Kyleyee/rDPO_hh-seed3

TEXT GENERATIONConcurrency Cost:1Model Size:1.5BQuant:BF16Ctx Length:32kPublished:Apr 28, 2026Architecture:Transformer Cold

Kyleyee/rDPO_hh-seed3 is a 1.5 billion parameter language model fine-tuned by Kyleyee. It is based on Kyleyee/Qwen2.5-1.5B-sft-hh-3e and optimized using Direct Preference Optimization (DPO) on the Kyleyee/train_data_Helpful_drdpo_preference dataset. This model is designed to generate helpful and aligned responses, leveraging DPO for improved conversational quality. It offers a 32768 token context length, making it suitable for tasks requiring longer interactions.

Loading preview...

Model Overview

Kyleyee/rDPO_hh-seed3 is a 1.5 billion parameter language model developed by Kyleyee, building upon the base of Kyleyee/Qwen2.5-1.5B-sft-hh-3e.
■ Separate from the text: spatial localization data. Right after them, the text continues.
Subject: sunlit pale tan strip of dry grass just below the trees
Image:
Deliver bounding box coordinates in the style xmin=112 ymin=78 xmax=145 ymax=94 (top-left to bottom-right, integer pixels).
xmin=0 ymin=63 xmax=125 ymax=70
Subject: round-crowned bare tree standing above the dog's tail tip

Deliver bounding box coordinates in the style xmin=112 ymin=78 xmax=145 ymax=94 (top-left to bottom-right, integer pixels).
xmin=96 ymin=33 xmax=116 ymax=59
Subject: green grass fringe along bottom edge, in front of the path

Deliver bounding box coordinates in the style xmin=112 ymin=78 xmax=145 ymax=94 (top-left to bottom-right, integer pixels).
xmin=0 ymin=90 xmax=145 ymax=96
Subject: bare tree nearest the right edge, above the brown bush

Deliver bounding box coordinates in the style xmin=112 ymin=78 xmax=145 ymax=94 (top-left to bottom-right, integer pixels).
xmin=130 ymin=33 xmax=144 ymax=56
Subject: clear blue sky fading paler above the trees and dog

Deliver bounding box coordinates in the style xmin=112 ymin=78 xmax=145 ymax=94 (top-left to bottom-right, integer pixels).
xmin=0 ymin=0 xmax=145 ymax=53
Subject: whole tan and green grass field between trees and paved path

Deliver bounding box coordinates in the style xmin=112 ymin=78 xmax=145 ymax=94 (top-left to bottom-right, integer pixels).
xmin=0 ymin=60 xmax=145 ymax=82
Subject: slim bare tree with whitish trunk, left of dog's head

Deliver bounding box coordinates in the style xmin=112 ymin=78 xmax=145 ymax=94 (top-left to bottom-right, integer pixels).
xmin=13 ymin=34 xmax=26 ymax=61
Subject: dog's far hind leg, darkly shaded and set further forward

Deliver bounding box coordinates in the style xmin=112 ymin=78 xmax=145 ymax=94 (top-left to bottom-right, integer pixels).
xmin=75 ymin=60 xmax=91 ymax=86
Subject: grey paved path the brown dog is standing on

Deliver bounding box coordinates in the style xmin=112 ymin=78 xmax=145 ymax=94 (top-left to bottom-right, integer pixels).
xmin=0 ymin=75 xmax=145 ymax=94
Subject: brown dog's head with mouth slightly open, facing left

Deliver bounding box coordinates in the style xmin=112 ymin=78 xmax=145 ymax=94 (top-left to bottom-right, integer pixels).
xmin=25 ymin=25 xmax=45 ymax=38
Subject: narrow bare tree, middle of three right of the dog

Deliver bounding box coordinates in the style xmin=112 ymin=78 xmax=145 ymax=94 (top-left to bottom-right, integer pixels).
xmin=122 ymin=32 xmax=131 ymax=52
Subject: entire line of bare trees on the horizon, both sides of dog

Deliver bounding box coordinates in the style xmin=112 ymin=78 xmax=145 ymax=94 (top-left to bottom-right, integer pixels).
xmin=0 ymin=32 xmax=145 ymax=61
This model has been specifically fine-tuned using Direct Preference Optimization (DPO), a method that aligns language models with human preferences by treating the preference data as implicit rewards.

Key Capabilities

  • Preference-Aligned Responses: Optimized using DPO on a helpfulness dataset, making it adept at generating responses that are aligned with desired conversational qualities.
  • Efficient Fine-tuning: Leverages the TRL library for efficient training, demonstrating the application of advanced alignment techniques on smaller models.
  • Extended Context Window: Features a 32768 token context length, allowing for more extensive and coherent conversations or document processing.

Training Details

The model was trained on the Kyleyee/train_data_Helpful_drdpo_preference dataset. The DPO method, as introduced in "Direct Preference Optimization: Your Language Model is Secretly a Reward Model," was utilized to enhance the model's ability to produce helpful outputs. This approach allows the model to implicitly learn a reward function from preference pairs, guiding its generation towards preferred responses without explicit reward modeling.